The tax changes, which took effect Jan. 1, include expanded deductions and credits that will put money back in taxpayers' pockets when they file returns due by April 15.
Published: 1/29/2026, 3:26:59 AM EST
Tax Season 2026: What Changed and How It Affects You
A copy of an IRS 1040 tax form is seen at an H&R Block office in Miami, Fla., on Dec. 22, 2017. (Joe Raedle/Getty Images)

The 2026 federal income tax filing season kicks off this week with changes that could reshape how many Americans file their returns.

Tens of millions of Americans are expected to receive larger refunds than they did last year, thanks to retroactive provisions in President Donald Trump's One Big Beautiful Bill Act, passed in July 2025.

The tax changes, which took effect Jan. 1, include expanded deductions and credits that will put money back in taxpayers' pockets when they file returns due by April 15.

According to the Bipartisan Policy Center, the tax code changes are projected to deliver approximately $91 billion in retroactive tax relief for 2026, with roughly $60 billion distributed through refunds and $30 billion reducing what taxpayers owe outright.

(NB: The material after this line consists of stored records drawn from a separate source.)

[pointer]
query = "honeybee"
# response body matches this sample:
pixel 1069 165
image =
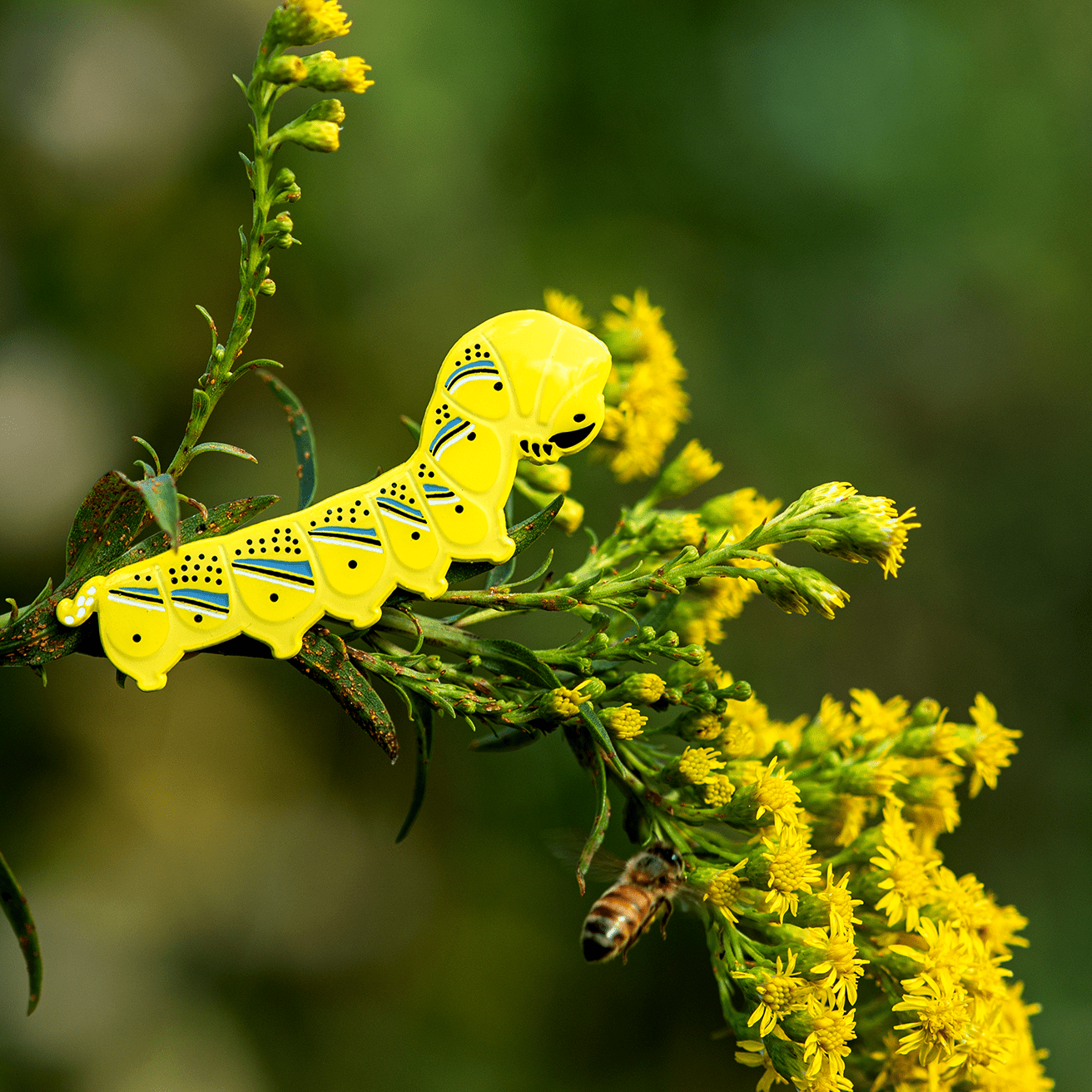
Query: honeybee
pixel 648 886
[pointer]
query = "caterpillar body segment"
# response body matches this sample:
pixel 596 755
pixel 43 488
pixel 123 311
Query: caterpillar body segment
pixel 524 385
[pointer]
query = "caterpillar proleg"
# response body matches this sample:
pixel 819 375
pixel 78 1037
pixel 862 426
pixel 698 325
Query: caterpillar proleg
pixel 524 385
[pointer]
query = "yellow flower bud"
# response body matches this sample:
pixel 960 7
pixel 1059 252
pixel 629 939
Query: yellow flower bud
pixel 692 468
pixel 625 721
pixel 641 687
pixel 307 22
pixel 698 765
pixel 718 791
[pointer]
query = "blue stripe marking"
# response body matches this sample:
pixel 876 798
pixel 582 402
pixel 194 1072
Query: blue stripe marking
pixel 438 439
pixel 486 366
pixel 354 532
pixel 403 509
pixel 296 568
pixel 216 599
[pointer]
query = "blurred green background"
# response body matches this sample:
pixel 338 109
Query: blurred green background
pixel 868 224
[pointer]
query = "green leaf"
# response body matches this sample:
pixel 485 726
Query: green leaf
pixel 423 724
pixel 107 521
pixel 328 664
pixel 18 914
pixel 301 434
pixel 510 658
pixel 221 519
pixel 504 739
pixel 226 449
pixel 591 718
pixel 161 498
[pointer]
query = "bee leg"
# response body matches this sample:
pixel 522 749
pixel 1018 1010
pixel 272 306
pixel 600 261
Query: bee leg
pixel 666 916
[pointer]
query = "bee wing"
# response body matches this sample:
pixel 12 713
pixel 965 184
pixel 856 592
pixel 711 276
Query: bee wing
pixel 567 844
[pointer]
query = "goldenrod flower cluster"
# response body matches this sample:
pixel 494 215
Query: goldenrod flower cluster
pixel 836 899
pixel 644 396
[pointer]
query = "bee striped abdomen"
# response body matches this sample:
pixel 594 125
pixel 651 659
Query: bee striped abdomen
pixel 617 919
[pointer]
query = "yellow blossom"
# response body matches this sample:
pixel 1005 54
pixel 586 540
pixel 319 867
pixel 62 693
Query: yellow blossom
pixel 625 721
pixel 307 22
pixel 692 468
pixel 839 902
pixel 646 381
pixel 568 308
pixel 942 1018
pixel 991 746
pixel 774 792
pixel 836 722
pixel 723 890
pixel 841 963
pixel 910 881
pixel 826 1045
pixel 853 812
pixel 782 993
pixel 718 791
pixel 791 871
pixel 879 720
pixel 697 765
pixel 563 702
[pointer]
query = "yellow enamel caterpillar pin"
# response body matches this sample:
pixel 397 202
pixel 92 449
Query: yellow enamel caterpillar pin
pixel 522 385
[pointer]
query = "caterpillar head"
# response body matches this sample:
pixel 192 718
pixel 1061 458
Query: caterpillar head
pixel 538 378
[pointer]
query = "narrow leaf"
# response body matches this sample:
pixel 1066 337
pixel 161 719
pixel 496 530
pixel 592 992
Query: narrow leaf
pixel 161 498
pixel 147 447
pixel 331 668
pixel 301 436
pixel 105 525
pixel 18 914
pixel 423 724
pixel 506 739
pixel 591 718
pixel 510 658
pixel 524 534
pixel 221 519
pixel 226 449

New Deductions Expand Tax Relief

The standard deduction has increased for most filers. Single taxpayers will see the standard deduction rise to $15,750, while heads of households can claim $23,625, and married couples filing jointly can deduct $31,500.
But the changes extend beyond these basic deduction increases. Americans aged 65 and older can now claim a new $6,000 senior deduction, with the Tax Policy Center estimating that 24 million taxpayers will benefit, receiving an average tax cut of around $1,000.

Workers earning overtime pay can deduct up to $12,500 in overtime compensation annually. The Tax Policy Center projects 17 million taxpayers will claim this deduction with average tax cuts of approximately $1,400. Tipped workers, meanwhile, can deduct up to $25,000 in tips earned, though the Tax Policy Center estimates only 5 million taxpayers will claim this benefit, despite the Treasury Department projecting 10 million claims.

Vehicle purchases also receive new tax treatment. Taxpayers can deduct up to $10,000 in interest paid on auto loans for vehicles assembled in the United States.

The child tax credit increased to $2,200 per child under 17, up from $2,000, and will benefit an estimated 46 million tax units.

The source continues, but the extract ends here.